So I have been kind of scrambling lately to get a lot done before a big change happens in less than a month. (Ps, do you like my new simplified banner?) One of the things I need to get done asap is switching my domain name from ruminationread.blogspot.com to mooreaseal.com. It's just so much easier and simpler and more profession to just have my name as my blog's domain. Don't cha think? Well, unfortunately, the process of switching it over has be ridiculously frustrating. I bought the domain almost a year ago, never used it, and then got a refund from the web hosting site. But now that I want to use the domain for reals, there are so many hoops I have to jump through with the old web hosting company, and blogger sadly does not have a support team of humans that you can directly access for assistance. Basically, the last 3 days have been very frustrating.
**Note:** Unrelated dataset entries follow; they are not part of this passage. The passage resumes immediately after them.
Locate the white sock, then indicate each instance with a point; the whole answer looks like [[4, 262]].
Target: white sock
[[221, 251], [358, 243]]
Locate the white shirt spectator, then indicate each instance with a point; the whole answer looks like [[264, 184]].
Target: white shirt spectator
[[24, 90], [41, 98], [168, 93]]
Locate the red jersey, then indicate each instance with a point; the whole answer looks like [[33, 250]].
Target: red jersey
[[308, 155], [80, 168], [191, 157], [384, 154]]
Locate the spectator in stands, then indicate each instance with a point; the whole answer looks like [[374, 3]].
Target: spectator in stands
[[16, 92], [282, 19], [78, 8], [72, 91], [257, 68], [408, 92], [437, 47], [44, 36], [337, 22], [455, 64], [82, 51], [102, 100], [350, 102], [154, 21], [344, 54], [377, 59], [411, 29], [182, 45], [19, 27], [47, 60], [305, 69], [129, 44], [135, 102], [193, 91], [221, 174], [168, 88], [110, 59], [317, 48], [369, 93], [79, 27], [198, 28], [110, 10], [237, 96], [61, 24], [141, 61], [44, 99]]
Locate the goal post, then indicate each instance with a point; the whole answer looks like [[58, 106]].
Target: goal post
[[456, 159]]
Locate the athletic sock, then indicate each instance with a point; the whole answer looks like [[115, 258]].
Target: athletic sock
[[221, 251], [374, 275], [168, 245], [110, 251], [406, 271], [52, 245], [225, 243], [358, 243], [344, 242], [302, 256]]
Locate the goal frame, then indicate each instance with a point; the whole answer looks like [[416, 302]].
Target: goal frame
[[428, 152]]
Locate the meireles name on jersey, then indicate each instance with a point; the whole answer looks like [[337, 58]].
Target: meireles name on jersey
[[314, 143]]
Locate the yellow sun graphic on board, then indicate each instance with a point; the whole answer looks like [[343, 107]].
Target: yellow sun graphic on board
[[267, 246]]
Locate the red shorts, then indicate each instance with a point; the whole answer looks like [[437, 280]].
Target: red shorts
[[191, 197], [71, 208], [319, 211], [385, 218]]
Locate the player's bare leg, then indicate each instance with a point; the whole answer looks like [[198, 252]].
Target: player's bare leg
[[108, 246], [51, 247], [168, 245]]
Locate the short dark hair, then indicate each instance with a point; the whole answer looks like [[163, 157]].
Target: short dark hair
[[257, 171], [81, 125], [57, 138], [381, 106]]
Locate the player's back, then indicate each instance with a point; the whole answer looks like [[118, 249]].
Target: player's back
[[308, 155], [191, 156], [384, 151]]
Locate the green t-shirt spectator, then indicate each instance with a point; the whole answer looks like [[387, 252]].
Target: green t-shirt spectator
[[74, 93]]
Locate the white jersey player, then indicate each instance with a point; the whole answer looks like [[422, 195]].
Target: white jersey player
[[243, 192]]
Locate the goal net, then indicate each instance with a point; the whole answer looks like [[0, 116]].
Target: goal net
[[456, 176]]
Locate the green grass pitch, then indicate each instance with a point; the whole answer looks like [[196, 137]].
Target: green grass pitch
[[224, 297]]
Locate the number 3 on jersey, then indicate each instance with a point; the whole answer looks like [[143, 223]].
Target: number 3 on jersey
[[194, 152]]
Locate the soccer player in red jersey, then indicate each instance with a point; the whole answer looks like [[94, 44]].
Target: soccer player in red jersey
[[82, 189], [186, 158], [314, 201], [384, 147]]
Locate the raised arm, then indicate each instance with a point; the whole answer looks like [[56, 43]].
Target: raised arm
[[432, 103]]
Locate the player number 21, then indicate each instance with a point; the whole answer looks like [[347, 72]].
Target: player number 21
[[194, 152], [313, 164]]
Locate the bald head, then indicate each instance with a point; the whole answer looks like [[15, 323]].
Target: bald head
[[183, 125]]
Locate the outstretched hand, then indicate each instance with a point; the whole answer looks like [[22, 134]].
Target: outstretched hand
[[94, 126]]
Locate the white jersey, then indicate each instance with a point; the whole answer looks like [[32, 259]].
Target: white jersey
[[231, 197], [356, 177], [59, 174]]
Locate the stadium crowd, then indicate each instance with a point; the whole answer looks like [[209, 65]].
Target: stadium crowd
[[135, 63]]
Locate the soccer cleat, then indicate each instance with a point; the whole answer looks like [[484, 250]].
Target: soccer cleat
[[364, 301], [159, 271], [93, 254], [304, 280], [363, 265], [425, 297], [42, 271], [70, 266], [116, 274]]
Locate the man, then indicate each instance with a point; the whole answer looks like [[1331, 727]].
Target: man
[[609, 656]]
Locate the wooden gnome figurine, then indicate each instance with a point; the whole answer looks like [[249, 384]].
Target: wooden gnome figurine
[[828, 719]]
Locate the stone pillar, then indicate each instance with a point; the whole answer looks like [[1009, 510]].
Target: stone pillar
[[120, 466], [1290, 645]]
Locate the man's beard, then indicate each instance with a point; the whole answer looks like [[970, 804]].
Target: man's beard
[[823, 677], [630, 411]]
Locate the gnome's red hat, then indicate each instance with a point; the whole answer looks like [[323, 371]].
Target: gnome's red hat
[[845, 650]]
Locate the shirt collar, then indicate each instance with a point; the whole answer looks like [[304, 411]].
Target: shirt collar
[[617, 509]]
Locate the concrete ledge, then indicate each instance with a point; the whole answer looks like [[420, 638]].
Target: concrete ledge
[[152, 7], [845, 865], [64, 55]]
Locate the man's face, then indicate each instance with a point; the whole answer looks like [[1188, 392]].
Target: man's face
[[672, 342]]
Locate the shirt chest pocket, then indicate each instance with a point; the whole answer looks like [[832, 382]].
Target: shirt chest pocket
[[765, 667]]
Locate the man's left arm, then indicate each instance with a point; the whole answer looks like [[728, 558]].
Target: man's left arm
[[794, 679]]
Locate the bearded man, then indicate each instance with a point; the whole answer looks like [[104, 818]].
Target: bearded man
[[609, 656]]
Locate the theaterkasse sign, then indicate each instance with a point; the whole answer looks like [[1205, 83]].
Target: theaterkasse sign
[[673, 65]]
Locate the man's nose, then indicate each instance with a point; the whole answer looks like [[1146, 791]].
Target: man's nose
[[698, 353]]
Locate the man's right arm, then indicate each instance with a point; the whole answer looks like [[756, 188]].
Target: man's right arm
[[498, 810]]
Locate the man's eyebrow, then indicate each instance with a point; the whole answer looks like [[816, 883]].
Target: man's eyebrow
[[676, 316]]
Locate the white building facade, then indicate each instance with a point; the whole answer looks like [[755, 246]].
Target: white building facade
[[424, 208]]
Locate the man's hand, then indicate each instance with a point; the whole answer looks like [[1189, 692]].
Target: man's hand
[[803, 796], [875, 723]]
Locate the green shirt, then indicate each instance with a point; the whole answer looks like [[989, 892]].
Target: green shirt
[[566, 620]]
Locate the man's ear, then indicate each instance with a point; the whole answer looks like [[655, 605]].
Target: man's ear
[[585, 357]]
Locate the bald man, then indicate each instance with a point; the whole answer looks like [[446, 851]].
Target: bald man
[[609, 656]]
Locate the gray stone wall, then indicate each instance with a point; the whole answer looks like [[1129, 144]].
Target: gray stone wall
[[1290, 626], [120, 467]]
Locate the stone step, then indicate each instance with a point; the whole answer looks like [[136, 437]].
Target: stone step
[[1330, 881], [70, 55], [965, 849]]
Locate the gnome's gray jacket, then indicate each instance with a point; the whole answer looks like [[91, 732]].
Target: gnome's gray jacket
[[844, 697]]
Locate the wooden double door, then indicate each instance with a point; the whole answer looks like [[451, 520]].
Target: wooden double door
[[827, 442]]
Add on top: I woke up to a dead goldfish sitting at the bottom of the fish tank today. That's right, I can't keep anything alive. In 5 days, I managed to kill the goldfish that I was pet sitting for a little girl I nanny. I feel awful. Her momma had me "dispose" of it before they got back from their trip. I literally screamed while pouring it down the toilet. I felt so bad. Ugh. I also slept through my alarm, waking up at 12:30!!! What a waste of a day. Maybe my body was telling me it is time for me to take a little me time.
I need to give myself a break before I go back to work at 7pm. Time to buy myself some coffee and a treat and sit with a good book in my studio which has no internet access. (That is another thing I need to fix asap. But for now, I just need to use the no internet access space as a place to slow down and feel at peace.)
Phew...pray that the next 2 1/2 hours will just trail on as I mellow out with a good book and a coffee.